Tiger’s comeback from seeming oblivion reminded me of something you need to keep in mind the next time you plot your golf schedule:
WHAT ARE YOU WAITING FOR????
The beauty of golf is that you can play it all your life. But it sometimes has an expiration date before yours.
You don’t know when your hands or legs are going to start making it difficult to swing the club.
You don’t know when your eyes are going to start deceiving your depth perception.
You don’t know when your nerves are going to start fraying your putting stroke.
If you can get around a course – no matter whether it’s by carrying your bag, riding a cart or pulling one – do it. Now.

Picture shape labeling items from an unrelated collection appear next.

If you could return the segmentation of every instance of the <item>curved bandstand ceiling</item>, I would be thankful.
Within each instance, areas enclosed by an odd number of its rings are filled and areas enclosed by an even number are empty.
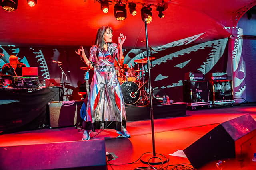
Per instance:
[[[127,1],[128,2],[128,1]],[[130,1],[129,1],[130,2]],[[156,5],[162,1],[134,0]],[[194,43],[230,36],[228,27],[236,26],[240,18],[256,4],[252,0],[173,0],[165,1],[168,8],[164,19],[152,7],[153,21],[148,25],[148,42],[152,47],[201,34]],[[122,33],[127,35],[124,48],[145,48],[144,24],[140,16],[132,16],[126,5],[127,18],[122,21],[114,15],[115,2],[108,14],[93,0],[38,0],[34,8],[26,0],[18,0],[18,9],[8,12],[0,9],[0,44],[24,45],[80,45],[94,44],[97,29],[110,25],[114,41]]]

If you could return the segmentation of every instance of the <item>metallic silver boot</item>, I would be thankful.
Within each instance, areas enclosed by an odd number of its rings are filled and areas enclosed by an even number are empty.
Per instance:
[[[124,126],[122,127],[122,131],[117,131],[116,133],[118,134],[122,135],[122,136],[125,138],[129,138],[131,137],[130,133],[126,130],[126,128]]]
[[[90,134],[91,133],[90,130],[85,130],[84,131],[84,134],[82,137],[82,140],[83,141],[88,141],[91,138]]]

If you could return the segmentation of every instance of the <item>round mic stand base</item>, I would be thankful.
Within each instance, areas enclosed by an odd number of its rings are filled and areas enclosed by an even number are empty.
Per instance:
[[[154,156],[153,153],[147,153],[140,158],[140,162],[143,164],[151,165],[160,165],[169,162],[169,156],[162,154],[156,154]]]

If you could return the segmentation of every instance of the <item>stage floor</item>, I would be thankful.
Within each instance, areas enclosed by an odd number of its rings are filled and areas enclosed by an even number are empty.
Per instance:
[[[169,154],[178,150],[184,149],[220,123],[248,113],[256,119],[256,104],[244,104],[232,107],[187,110],[184,116],[156,119],[154,121],[156,152],[168,155],[169,164],[189,164],[186,158]],[[98,135],[100,131],[91,133],[91,137],[96,135],[92,139],[105,139],[106,151],[118,157],[108,164],[133,162],[144,153],[152,151],[150,120],[128,122],[127,130],[131,134],[130,138],[117,137],[115,131],[110,129],[105,129]],[[4,134],[0,136],[0,147],[80,141],[82,135],[80,131],[74,127],[69,127]],[[256,152],[256,148],[253,150]],[[256,169],[256,162],[251,161],[253,156],[242,160],[226,160],[223,170]],[[218,169],[216,162],[210,162],[198,169]],[[108,166],[109,170],[123,170],[147,165],[139,160],[132,164]],[[173,167],[170,166],[167,169],[172,169]]]

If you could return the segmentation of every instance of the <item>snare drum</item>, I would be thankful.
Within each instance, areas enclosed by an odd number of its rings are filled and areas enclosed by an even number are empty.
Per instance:
[[[120,83],[125,81],[125,77],[124,76],[124,72],[122,69],[116,68],[116,73],[117,74],[117,79]]]
[[[132,68],[128,68],[127,70],[128,76],[127,81],[136,82],[137,81],[137,77],[135,75],[134,70]]]
[[[121,85],[125,104],[134,104],[140,100],[140,90],[138,89],[139,86],[133,82],[125,82]]]

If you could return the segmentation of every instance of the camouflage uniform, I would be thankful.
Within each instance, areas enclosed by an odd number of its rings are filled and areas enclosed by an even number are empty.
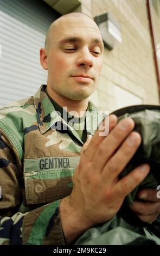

As often as you can.
Stop putting off that trip to one of golf’s meccas. Stop saying “someday” and start saying “it’s on the schedule.”
Look at what Tiger went through. His body was so beat up, he wasn’t sure he could ever play again.
Think of how that played on his mind. Imagine having trouble just walking, let alone hitting the ball straight.
No wonder he’s such a different guy now, seemingly more appreciative of the second chance he has been given.
I’m as guilty of golf procrastination as anyone.
As much as I love to play, my schedule still fills up with non-golf activities far too often.
Six hours for a round of golf (that includes travel time) just seems impossible sometimes. And, like a lot of just-for-fun golfers, I have a lot of other responsibilities.
But there has been many a time over the years when I looked outside at yet another cloudless day and thought, “It would have been good to play today.” Too many missed opportunities.
I have vowed in recent years to take my clubs to work and play afterward. How many times have I done that? Try zero. And there’s a good and accessible course only three miles from the office.
There have been way too many weeks when I saw that the weekend weather forecast was perfect. “I should play Saturday,” I’d think to myself … on Monday. And then Saturday suddenly would be here, and I’d be sitting on the sidelines.
Consider this a plea to not make the same mistake. You don’t have to play 18 holes. You could play nine. You could just go hit balls. You even could chip and putt for an hour – come to think of it, that’s something we all should be doing far more often.
Think of your golfing life emerging again – only in the case of us mere mortals, there’s nothing heroic about it. We’re just playing. Sometimes, that’s the only victory we need.